# DeciLM-6B Starter
- 15x faster than llama in inference


In [None]:
# setting up
!pip install huggingface_hub --q
!pip install transformers --q
!pip install accelerate --q
!pip install bitsandbytes>=0.30.0 --q

In [None]:
# libararies
import torch
from transformers import AutoTokenizer, AutoModelForCausalLM, pipeline, TextStreamer

## Load the model

In [None]:
model_id = "Deci/DeciLM-6b"
model = AutoModelForCausalLM.from_pretrained(
    model_id,
    device_map = 'auto',
    trust_remote_code= True
)

## Preprocess with a Tokenizer

In [None]:
tokenizer = AutoTokenizer.from_pretrained(model_id)

tokenizer.pad_token = tokenizer.eos_token

model_inputs = tokenizer("A list of colors: red, blue", return_tensors = 'pt').to("cuda")

## Generate Text

In [None]:
generated_ids = model.generate(**model_inputs,
                               max_new_tokens = 40,
                              num_beams = 5,
                              early_stopping = True)

## decode
- decoding the output tensors

In [None]:
print(tokenizer.batch_decode(generated_ids, skip_special_tokens = True)[0])

## How to Control Text Generation

Text generation with Hugging Face Transformers is both an art and a science.

While model architecture and training data lay the foundation, parameters like num_beams, no_repeat_ngram_size, and early_stopping serve as fine-tuning knobs.

By understanding and adeptly adjusting these parameters, you can significantly enhance the quality of your model's generated text.

Experiment, iterate, and find the perfect balance for your unique application!

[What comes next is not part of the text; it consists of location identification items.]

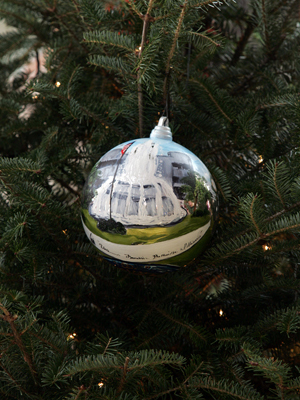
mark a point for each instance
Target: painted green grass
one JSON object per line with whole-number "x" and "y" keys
{"x": 154, "y": 235}
{"x": 148, "y": 235}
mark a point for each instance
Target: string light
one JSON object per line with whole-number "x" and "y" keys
{"x": 266, "y": 247}
{"x": 72, "y": 336}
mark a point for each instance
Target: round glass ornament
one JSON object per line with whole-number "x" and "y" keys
{"x": 150, "y": 204}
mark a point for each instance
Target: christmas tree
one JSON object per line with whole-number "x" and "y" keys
{"x": 78, "y": 77}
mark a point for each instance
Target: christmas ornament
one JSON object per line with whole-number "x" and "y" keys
{"x": 150, "y": 204}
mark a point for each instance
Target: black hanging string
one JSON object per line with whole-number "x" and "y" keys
{"x": 167, "y": 98}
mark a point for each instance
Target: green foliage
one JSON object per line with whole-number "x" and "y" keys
{"x": 73, "y": 326}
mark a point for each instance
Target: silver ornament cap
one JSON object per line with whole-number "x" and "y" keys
{"x": 162, "y": 130}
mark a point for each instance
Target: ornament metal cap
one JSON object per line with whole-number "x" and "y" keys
{"x": 162, "y": 130}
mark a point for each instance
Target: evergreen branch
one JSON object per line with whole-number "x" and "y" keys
{"x": 276, "y": 185}
{"x": 265, "y": 25}
{"x": 8, "y": 317}
{"x": 252, "y": 216}
{"x": 205, "y": 37}
{"x": 224, "y": 387}
{"x": 172, "y": 50}
{"x": 125, "y": 369}
{"x": 131, "y": 4}
{"x": 113, "y": 39}
{"x": 242, "y": 43}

how these three in particular influence the quality and characteristics of generated text:

1) num_beams

2) no_repeat_ngram_size

3) early_stopping

In [None]:
def generate_text(prompt : str, max_new_token: int , temperature : float) -> str:
    model_inputs = tokenizer(prompt, return_tensors = 'pt').to('cuda')
    generated_ids = model.generate(**model_inputs, 
                                 max_new_tokens = max_new_token,
                                 num_beams = 5,
                                 no_repeat_ngram_size = 4,
                                 early_stopping = True)
    
    decode_generation = tokenizer.batch_decode(generated_ids, skip_special_tokens = False)[0]
    return print(decode_generation)

In [None]:
prompt = """In this blog post, we're going to talk about why waking up is"""
generate_text(prompt, 500, 0.25)

In [None]:
prompt = 'organic chemistry is'
generate_text(prompt, 1000,0.25)

In [None]:
prompt = """Dear recruiter, I write this letter of recommendation for my toddler
son for his application to the Hogwarts School of Monster Trucks and Classic Cars.
He has over 100 monster trucks and this is beyond an obsession
"""
generate_text(prompt, 500, 0.7)

In [None]:
prompt = """It was a clear dark night, a clear white moon. Warren G was on the street trying to consume"""
generate_text(prompt, 500, 0.7)